I prefer to focus on the Italian Cinema Academy that oversees the David di Donatello Awards. During my mandate, which began in 2018, the Foundation’s mission was to create synergies with all cinema associations, institutions, and professions that are part of the Academy. It’s a common job that extends throughout the year, and through the operation of selection and transparency about the jury and the voting mechanism. It has involved the entire industry. From the Awards Night we expanded to the industry and training, collaborated with the Italian Ministry of Culture – our main financier – producers, distributors, and exhibitors to repopulate theaters post-pandemic, organized the Award’s night even during the lockdown. We arrived at the third edition in partnership with Netflix for the Becoming Maestre mentoring project on female professions in the audiovisual sector. We inaugurated an ambitious cinema project in schools in collaboration with Unita, the association that brings together actors and we anticipated the Oscars in the decision to award Best Casting and also invented the new David Italian Revelations dedicated to under 28s. The digitalization of both the archive and operations was important: the David brand has strengthened, now we need to take a step forward towards innovation, streamlining decision-making processes, and stronger and more aware involvement of the membership.

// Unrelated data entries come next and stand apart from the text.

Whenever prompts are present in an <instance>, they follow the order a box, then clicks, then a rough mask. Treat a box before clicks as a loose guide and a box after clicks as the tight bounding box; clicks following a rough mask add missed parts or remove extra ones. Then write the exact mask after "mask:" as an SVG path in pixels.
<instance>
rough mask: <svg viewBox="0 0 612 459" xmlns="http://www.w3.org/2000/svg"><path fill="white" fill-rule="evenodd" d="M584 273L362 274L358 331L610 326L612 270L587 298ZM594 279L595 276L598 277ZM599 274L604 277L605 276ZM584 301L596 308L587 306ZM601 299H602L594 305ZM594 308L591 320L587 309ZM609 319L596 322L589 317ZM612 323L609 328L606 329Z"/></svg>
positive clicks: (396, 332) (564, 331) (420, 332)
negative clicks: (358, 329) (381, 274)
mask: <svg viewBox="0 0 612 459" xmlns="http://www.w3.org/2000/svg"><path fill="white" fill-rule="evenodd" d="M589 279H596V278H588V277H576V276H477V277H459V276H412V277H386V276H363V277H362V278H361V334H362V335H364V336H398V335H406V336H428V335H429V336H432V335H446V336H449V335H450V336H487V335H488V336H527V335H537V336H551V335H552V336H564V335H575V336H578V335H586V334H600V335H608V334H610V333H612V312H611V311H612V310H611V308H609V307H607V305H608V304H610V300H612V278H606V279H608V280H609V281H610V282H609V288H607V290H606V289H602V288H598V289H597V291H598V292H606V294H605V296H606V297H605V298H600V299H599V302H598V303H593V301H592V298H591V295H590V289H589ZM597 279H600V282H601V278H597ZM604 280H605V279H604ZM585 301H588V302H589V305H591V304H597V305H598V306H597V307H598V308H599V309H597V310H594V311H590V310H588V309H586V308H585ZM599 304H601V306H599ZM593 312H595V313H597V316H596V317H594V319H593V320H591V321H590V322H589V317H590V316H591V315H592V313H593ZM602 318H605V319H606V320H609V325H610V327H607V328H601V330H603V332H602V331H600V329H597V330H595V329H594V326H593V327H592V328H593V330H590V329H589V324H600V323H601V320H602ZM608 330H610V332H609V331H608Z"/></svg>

Eyes on the prize: Piera Detassis with the David di Donatello.

What does Italian cinema lack to have an exportable star system?

In my opinion, nothing. We have an extraordinary school of actors, increasingly polyglot. It is essential to break down borders, even at the narrative level, and activate exchanges between authors and international productions. Serials, furthermore, are incubators of new young protagonists and promote our faces abroad. Having said that, the term “star system” is obsolete. Sagas, franchises, superheroes, the spread of platforms have shattered the monolith. The star today is the originality of the story.

The Italian Pavillion at EFM in Berlin.

Do film festivals still serve a purpose? They seemed outdated, but they are now more essential than ever…

Festivals, special programs, even summer events during the closure and distancing periods represented the point of suture with the public, or rather, with the many diverse audiences. They marked the difference with streaming-only consumption, representing the place of quality, direct interaction with actor or directors, a fundamental guide that, within a trust pact with the viewer, offers a selection of quality that fuels curiosity and discoveries, disappointments, and enthusiasms. Major festivals like Berlinale or Venice also represent the laboratory of the future but in a broad context of community and sharing. Today, festivals are the extended cinema hall.